On of the first things I've picked up since getting back from my holidays is the discussion paper Auditor scepticism: Raising the bar.  Issued by the UK's Auditing Practices Board on 5 August, it ponders whether a contributory factor of recent crises was a lack of scepticism in auditors.  In part this draws upon reviews undertaken by the Audit Inspection Unit, who recently issued a somewhat patchy report about this year's round of inspections.

I find myself pretty underwhelmed by the APB's report.  Auditors always have to face charges from their clients that they are not being "commercial", which is code for "you're being too sceptical, but I want you to go away".  And auditors have had to use their judgement as to whether to stand their ground or stand down.  Face down your client over a trivial technicalities that other accountants might let go, and you'll risk losing the engagement.  But overlook too many requirements and you'll face the wrath of the regulators.  It's a tightrope, and auditors spend years getting the judgement just about right.

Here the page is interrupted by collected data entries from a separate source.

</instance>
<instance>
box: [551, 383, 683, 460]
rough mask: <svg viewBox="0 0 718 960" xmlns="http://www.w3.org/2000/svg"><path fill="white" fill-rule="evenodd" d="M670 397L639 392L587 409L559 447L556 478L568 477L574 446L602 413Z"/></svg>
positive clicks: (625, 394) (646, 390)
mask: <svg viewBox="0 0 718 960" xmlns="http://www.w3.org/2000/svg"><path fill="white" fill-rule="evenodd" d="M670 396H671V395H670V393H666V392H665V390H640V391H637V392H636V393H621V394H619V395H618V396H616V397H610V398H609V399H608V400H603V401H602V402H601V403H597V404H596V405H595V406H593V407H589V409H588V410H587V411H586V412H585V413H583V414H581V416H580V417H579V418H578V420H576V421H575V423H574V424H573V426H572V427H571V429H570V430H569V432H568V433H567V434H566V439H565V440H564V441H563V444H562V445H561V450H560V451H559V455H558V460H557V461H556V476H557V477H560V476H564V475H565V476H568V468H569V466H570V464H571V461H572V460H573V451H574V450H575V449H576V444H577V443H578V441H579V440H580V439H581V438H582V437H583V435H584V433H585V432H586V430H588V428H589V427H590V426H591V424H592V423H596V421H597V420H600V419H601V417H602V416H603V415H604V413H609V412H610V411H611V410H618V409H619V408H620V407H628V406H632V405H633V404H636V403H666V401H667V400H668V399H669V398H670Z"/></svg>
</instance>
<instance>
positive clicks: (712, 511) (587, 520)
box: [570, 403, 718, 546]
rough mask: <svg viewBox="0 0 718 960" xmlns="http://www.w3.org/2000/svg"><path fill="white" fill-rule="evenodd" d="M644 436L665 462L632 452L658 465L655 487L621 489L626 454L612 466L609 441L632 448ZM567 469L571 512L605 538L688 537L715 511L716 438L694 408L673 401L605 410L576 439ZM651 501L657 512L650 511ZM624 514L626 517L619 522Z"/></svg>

Scepticism is what auditors do.  They tend to mistrust things the client has prepared that can't be externally verified, and they prefer written evidence to aural evidence (okay, so this isn't rocket science, it's actually within auditing standards).  The APB is trying to make out that you can be more sceptical, as if that's a good thing.  But scepticism is, in my mind, a binary concept.  You either are sceptical - which means having the right amount of mistrust about the world without turning totally paranoid - or you don't.  It's nonsense to say that auditors could be more sceptical.  What they actually mean is that they wish, with hindsight, that auditors had put their foot down while the rest of the world was insisting that growth could go on indefinitely.  That is to impose our current view of the world on the past.  It would be a fallacy to use that to assume that auditors were not sceptical.

Even if one accepts that you can be more or less sceptical, the APB has failed to make the case that more scepticism would be a good thing.  Could they be seeking to encourage auditors to fight more battles while leading them to lose the war?

I'm baaaack!

Posted by Christie Malry on August 23, 2010 at 10:36 am

OK, holiday's over. Thank you for letting me have the best part of a month off. Now to catch up on what those crazy regulators have been doing while all good sensible people have been off enjoying themselves.

I've also done some software upgrades on the site, so there's every possibility that things won't work properly.  Something else to look forward to!